Marcos Valério voltou. Em
depoimento inédito, o operador conta que o ex-presidente deu aval para
pagar a chantagista que iria apontá-lo como envolvido no assassinato do
prefeito. Reportagem de capa da revista Veja:
No fim da década de
90, o empresário Marcos Valério Fernandes de Souza começou a construir
uma carreira que transformaria radicalmente sua vida e a de muitos
políticos brasileiros nas duas décadas seguintes. Ele aprimorou um
método que permitia a governantes desviar recursos públicos para
alimentar caixas eleitorais sem deixar rastros muito visíveis. Ao
assumir a Presidência da República, em 2003, o PT assumiu a patente do
esquema. Propina, pagamentos e recebimentos ilegais, gastos secretos e
até despesas pessoais do ex-presidente Lula — tudo passava pela mão e
pelo caixa do empresário. Durante anos, o partido subornou parlamentares
no Congresso com dinheiro subtraído do Banco do Brasil, o que deu
origem ao escândalo que ficou conhecido como mensalão e levou catorze
figurões para a cadeia, incluindo o próprio Marcos Valério. Desde então,
o empresário é um espectro que, a cada aparição, provoca calafrios nos
petistas. Em 2012, quando o Supremo Tribunal Federal (STF) já o
condenara como operador do mensalão, Valério emitiu os primeiros sinais
de que estaria disposto a contar segredos que podiam comprometer gente
graúda do partido em crimes muito mais graves. Prometia revelar, por
exemplo, o suposto envolvimento de Lula com a morte de Celso Daniel,
prefeito de Santo André, executado a tiros depois de um misterioso
sequestro, em 2002.
Na época, as
autoridades desconfiaram que a história era uma manobra diversionista.

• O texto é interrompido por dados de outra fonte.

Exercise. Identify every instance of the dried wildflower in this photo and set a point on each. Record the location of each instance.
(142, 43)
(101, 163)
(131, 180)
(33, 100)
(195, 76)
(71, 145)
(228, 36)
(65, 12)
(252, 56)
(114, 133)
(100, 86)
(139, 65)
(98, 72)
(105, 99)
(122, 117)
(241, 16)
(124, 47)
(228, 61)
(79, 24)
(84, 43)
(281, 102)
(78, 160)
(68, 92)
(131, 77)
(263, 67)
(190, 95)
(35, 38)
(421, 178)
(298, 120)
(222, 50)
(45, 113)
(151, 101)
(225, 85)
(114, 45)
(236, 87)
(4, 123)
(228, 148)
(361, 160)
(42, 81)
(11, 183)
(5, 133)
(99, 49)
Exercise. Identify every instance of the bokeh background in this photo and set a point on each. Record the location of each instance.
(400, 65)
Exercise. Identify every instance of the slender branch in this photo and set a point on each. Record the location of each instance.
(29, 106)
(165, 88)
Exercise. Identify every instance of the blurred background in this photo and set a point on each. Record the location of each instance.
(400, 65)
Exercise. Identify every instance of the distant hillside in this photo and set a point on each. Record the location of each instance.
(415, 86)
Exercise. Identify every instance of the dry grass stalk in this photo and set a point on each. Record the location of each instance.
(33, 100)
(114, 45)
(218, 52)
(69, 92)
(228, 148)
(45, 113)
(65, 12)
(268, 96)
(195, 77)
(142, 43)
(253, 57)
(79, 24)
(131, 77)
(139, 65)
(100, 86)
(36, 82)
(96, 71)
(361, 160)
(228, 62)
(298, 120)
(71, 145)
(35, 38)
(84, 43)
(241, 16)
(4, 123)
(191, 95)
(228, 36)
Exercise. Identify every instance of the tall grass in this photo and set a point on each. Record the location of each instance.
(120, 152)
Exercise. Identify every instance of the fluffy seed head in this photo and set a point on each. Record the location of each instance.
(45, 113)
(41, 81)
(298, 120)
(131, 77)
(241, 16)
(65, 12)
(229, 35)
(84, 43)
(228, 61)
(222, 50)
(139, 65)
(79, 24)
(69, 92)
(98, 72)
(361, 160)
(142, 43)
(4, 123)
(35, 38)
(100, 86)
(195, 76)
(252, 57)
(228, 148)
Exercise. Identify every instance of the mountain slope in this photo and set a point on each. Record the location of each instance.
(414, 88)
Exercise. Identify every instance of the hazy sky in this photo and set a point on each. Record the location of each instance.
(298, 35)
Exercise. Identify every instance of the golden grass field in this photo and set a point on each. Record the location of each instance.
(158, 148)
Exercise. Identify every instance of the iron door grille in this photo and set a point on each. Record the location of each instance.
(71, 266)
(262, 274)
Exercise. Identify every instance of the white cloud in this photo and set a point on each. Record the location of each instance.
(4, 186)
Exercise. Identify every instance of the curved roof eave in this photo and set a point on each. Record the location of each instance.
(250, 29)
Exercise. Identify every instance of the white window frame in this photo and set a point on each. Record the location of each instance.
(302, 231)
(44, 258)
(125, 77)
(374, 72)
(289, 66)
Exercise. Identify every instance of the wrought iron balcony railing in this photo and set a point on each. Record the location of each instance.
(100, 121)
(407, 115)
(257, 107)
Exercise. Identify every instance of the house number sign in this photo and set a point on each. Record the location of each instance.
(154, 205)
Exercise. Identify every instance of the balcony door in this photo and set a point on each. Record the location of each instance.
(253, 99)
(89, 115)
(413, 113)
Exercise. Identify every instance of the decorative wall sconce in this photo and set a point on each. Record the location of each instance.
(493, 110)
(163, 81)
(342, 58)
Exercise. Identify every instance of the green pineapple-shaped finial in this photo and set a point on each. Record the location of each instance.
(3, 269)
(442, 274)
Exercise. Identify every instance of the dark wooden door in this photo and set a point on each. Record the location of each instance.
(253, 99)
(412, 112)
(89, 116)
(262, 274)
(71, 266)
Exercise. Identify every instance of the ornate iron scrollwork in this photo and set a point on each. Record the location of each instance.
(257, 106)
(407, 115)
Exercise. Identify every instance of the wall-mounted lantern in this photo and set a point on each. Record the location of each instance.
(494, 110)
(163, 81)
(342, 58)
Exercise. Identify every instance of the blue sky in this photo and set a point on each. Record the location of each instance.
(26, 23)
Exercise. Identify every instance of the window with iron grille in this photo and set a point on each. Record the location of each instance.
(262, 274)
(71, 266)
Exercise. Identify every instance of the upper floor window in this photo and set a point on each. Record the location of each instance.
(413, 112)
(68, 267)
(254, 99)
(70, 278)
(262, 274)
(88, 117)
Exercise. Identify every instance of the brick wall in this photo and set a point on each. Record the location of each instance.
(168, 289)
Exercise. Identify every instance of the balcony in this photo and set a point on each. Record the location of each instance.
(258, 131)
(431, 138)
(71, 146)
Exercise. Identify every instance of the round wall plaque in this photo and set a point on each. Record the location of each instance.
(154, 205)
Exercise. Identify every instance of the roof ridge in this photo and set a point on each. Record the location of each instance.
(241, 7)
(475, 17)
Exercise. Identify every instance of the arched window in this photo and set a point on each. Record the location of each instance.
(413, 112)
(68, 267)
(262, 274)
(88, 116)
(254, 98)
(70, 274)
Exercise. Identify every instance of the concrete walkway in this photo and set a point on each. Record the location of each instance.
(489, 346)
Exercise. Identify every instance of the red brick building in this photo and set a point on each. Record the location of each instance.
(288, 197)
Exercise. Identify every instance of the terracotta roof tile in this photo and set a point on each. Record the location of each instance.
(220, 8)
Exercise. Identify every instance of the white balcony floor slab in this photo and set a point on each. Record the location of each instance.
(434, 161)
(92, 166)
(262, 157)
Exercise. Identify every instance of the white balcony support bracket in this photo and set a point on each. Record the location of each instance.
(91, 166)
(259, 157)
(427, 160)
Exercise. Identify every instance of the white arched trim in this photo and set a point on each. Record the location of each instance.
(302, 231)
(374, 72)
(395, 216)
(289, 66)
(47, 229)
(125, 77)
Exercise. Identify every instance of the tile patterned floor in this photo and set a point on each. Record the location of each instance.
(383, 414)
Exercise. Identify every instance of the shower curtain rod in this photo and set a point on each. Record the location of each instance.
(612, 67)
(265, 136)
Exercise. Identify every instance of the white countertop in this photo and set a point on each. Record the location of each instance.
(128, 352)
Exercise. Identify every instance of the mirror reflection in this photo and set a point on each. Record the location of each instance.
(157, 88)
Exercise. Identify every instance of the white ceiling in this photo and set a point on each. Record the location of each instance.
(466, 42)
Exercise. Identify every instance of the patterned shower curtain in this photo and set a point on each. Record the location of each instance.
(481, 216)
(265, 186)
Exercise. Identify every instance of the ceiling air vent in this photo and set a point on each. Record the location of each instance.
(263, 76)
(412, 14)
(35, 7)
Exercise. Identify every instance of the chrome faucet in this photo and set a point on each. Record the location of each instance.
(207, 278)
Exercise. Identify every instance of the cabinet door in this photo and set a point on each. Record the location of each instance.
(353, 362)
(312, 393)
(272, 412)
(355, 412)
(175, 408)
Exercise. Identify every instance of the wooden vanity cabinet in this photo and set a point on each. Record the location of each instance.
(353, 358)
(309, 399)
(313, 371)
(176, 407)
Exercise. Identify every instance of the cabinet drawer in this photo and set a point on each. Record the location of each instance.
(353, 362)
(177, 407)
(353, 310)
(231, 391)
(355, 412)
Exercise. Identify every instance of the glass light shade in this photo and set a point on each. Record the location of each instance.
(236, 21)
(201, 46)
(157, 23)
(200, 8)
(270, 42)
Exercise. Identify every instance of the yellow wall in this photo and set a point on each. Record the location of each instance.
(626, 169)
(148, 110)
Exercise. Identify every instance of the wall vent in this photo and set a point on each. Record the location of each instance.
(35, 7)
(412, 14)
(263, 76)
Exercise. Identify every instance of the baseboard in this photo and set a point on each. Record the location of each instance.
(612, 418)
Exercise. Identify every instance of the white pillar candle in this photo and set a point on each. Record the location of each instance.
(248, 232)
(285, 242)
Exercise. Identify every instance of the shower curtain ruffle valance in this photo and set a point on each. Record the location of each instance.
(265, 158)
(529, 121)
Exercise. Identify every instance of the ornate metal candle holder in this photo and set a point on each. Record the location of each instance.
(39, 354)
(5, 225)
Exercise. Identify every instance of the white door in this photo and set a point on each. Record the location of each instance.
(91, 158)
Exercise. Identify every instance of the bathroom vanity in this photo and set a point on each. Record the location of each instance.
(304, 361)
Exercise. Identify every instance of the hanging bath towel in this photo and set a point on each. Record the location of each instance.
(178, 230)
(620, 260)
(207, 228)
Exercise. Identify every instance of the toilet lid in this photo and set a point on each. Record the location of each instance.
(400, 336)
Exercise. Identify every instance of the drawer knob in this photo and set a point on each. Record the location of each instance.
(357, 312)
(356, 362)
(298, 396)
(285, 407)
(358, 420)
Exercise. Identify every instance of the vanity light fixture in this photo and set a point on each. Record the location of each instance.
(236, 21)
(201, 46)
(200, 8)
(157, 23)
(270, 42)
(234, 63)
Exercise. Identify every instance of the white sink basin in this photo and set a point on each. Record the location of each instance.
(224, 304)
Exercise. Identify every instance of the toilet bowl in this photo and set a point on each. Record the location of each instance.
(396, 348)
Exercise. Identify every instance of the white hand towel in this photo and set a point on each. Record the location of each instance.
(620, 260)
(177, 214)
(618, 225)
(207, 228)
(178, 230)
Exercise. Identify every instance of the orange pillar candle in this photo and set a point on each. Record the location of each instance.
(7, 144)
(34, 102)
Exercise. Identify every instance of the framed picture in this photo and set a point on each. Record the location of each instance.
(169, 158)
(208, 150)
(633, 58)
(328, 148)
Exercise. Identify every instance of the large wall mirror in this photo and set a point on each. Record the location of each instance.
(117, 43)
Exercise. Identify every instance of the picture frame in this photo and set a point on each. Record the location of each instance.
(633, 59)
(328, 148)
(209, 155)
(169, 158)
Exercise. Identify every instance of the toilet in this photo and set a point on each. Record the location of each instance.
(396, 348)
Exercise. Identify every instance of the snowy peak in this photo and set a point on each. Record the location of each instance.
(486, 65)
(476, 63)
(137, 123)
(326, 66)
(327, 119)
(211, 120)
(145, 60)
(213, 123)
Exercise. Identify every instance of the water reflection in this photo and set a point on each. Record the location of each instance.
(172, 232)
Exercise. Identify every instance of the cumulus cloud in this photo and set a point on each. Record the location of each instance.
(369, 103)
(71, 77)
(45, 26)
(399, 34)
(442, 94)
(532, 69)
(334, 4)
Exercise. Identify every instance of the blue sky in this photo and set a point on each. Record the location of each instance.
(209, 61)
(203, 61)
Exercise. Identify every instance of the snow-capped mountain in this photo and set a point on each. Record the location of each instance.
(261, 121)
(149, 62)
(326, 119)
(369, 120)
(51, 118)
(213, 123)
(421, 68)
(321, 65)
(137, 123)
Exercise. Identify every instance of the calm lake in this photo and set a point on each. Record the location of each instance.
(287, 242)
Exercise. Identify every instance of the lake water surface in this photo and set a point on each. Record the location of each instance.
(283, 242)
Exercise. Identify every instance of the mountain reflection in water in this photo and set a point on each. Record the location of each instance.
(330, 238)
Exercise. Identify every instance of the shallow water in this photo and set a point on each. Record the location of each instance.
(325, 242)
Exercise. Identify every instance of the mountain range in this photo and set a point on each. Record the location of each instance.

Mesmo depois, o empresário pouco acrescentou ao que já se sabia sobre o
caso. Recentemente, no entanto, Valério resolveu contar tudo o que viu,
ouviu e fez durante uma ação deflagrada para blindar Lula e o PT das
investigações sobre o assassinato de Celso Daniel. Em um depoimento ao
Ministério Público de São Paulo, prestado no Departamento de
Investigação de Homicídios de Minas Gerais, a que VEJA teve acesso, o
operador do mensalão declarou que Lula e outros petistas graduados foram
chantageados por um empresário de Santo André que ameaçava implicá-los
na morte de Celso Daniel. Mais: disse ter ouvido desse empresário que o
ex-presidente foi o mandante do assassinato.
Até hoje, a morte do
prefeito é vista como um crime comum, sem motivação política, conforme
conclusão da Polícia Civil. Apesar disso, o promotor Roberto Wider
Filho, por considerar graves as informações colhidas, encaminhou o
depoimento de Valério ao Grupo de Atuação Especial de Combate ao Crime
Organizado (Gaeco) do Ministério Público, que o anexou a uma
investigação sigilosa que está em curso.
No depoimento ao MP,
também gravado em vídeo, Valério repetiu uma história que contou em 2018
ao então juiz Sergio Moro, envolvendo na trama praticamente todo o
alto-comando petista — só que agora com mais detalhes e com Lula como
personagem fundamental. A história começa, segundo ele, em 2003, quando
Gilberto Carvalho, chefe de gabinete do presidente Lula, convocou-o para
uma reunião no Palácio do Planalto. No encontro, o anfitrião afirmou
que o empresário Ronan Maria Pinto, que participava de um esquema de
cobrança de propina na prefeitura de Santo André, ameaçava envolver a
cúpula do Planalto no caso da morte de Celso Daniel. “Marcos, nós
estamos com um problema. O Ronan está nos chantageando, a mim, ao
presidente Lula e ao ministro José Dirceu, e preciso que você resolva”,
teria dito Carvalho. “Ele precisa de um recurso, e eu quero que você
procure o Silvio Pereira (ex-secretário-geral do PT)”, acrescentou.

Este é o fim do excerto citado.